There are no indications of the relevance of “Bella ciao” among the partisan brigades, nor of the very existence of the ‘partisan version’ prior to the first publication of the text in 1953. There are no traces in the documents of the immediate postwar period nor its presence in important songbooks. The 1963 version of Yves Montand shot to fame after the group II Nuovo Canzoniere Italiano presented it at the 1964 Festival dei Due Mondi at Spoleto both as a song of the mondine and as a partisan hymn, and the latter so “inclusive” that it could hold together the various political souls of the national liberation struggle (Catholics, Communists, Socialists, Liberals…) and even be sung at the end of the Christian Democracy (Democrazia Cristiana) 1975 congress which elected the former partisan Zaccagnini as national secretary”.

Even the historians of the Italian song have affirmed that “Bella ciao” was not sung or was rarely sung during the partisan war, but was widespread immediately after the Second World War. Only a few voices, such as that of the historians Bermani and Giacomini, claim that some version of “Bella ciao” was sung by some brigades during the Resistance, although not necessarily in the now popular ‘partisan version’, of whose existence, as specified above, there is no documentary evidence until the 1950s. The text as sung today was first published in 1953 in the magazine La Lapa, and then in L’Unita in 1957.
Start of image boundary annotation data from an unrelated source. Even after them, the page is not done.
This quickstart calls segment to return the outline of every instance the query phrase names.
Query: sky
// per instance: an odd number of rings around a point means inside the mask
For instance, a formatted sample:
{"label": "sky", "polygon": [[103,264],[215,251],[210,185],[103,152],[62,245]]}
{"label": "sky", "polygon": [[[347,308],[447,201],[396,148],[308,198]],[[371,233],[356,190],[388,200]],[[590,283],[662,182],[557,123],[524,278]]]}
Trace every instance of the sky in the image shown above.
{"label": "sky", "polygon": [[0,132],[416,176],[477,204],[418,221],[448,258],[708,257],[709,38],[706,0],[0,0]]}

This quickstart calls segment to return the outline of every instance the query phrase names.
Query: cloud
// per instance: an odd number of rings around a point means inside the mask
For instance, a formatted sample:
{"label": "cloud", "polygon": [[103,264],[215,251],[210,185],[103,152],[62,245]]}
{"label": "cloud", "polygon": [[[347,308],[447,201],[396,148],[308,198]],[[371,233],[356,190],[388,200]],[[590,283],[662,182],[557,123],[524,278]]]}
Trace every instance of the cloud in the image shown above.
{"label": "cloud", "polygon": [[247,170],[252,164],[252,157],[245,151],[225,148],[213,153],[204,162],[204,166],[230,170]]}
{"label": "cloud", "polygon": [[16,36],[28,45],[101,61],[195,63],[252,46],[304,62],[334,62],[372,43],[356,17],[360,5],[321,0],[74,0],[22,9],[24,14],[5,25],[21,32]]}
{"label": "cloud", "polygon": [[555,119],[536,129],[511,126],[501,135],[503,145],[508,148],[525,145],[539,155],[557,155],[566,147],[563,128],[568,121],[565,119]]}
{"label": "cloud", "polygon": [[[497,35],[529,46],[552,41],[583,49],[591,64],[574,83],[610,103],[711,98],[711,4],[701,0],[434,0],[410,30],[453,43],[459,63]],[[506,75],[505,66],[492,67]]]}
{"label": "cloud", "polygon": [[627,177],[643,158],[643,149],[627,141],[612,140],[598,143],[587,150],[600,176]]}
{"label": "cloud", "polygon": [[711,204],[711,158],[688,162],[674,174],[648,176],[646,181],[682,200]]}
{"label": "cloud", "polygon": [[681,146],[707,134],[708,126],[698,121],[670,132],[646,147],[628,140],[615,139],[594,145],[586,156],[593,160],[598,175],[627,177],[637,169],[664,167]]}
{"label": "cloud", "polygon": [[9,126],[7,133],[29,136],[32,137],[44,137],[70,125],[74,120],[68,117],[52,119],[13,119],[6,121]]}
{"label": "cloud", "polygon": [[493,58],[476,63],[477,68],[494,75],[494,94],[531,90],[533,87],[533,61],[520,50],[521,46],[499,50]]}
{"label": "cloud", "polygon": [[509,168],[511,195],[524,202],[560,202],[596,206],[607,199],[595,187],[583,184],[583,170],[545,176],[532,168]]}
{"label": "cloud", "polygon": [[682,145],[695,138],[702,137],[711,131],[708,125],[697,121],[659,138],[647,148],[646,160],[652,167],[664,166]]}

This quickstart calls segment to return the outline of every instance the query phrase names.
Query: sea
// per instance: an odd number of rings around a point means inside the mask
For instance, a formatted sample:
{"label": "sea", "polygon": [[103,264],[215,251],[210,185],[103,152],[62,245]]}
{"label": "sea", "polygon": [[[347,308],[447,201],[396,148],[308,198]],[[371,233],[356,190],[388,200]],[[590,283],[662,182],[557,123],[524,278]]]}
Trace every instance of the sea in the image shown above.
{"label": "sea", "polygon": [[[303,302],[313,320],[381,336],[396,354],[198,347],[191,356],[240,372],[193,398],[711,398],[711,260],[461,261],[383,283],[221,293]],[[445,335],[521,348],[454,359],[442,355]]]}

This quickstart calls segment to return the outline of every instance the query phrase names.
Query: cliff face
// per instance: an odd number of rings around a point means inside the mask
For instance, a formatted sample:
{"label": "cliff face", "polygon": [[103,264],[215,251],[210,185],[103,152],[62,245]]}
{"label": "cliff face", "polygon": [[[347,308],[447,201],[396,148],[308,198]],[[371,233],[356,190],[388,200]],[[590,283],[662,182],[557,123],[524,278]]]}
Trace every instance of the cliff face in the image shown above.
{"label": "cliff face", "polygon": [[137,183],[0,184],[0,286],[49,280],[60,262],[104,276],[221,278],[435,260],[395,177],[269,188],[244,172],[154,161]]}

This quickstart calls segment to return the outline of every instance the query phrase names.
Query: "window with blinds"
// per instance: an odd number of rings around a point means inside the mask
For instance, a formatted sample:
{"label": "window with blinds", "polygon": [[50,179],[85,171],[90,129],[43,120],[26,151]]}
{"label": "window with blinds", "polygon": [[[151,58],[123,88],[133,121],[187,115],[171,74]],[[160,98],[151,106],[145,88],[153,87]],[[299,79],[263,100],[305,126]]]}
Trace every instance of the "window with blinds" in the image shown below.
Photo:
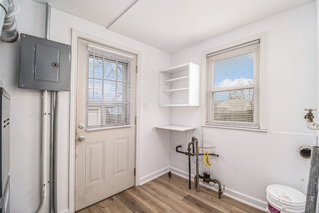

In 2017 and 2018, the song received renewed popularity due to the singing of “Bella ciao” multiple times in the Spanish television series Money Heist. The character Tokyo recounts in one of her narrations, “The life of the Professor revolved around a single idea: Resistance. His grandfather, who had fought against the fascists in Italy, taught him the song and he taught us.” The song is played in emblematic moments in the series as a metaphor for freedom. In March 2020, the song once again gained international attention after Europeans and Italians in lockdown due to the Covid-19 pandemic in Europe sang “Bella ciao” from the balconies of their housing complexes. In 2023, unionists from the Italian General Confederation of Labour, Italian Confederation of trade Unions, and Italian Labour Union sang “Bella Ciao” to protest Prime Minister Giorgia Meloni, who has been criticized for her party’s neo-fascist origins.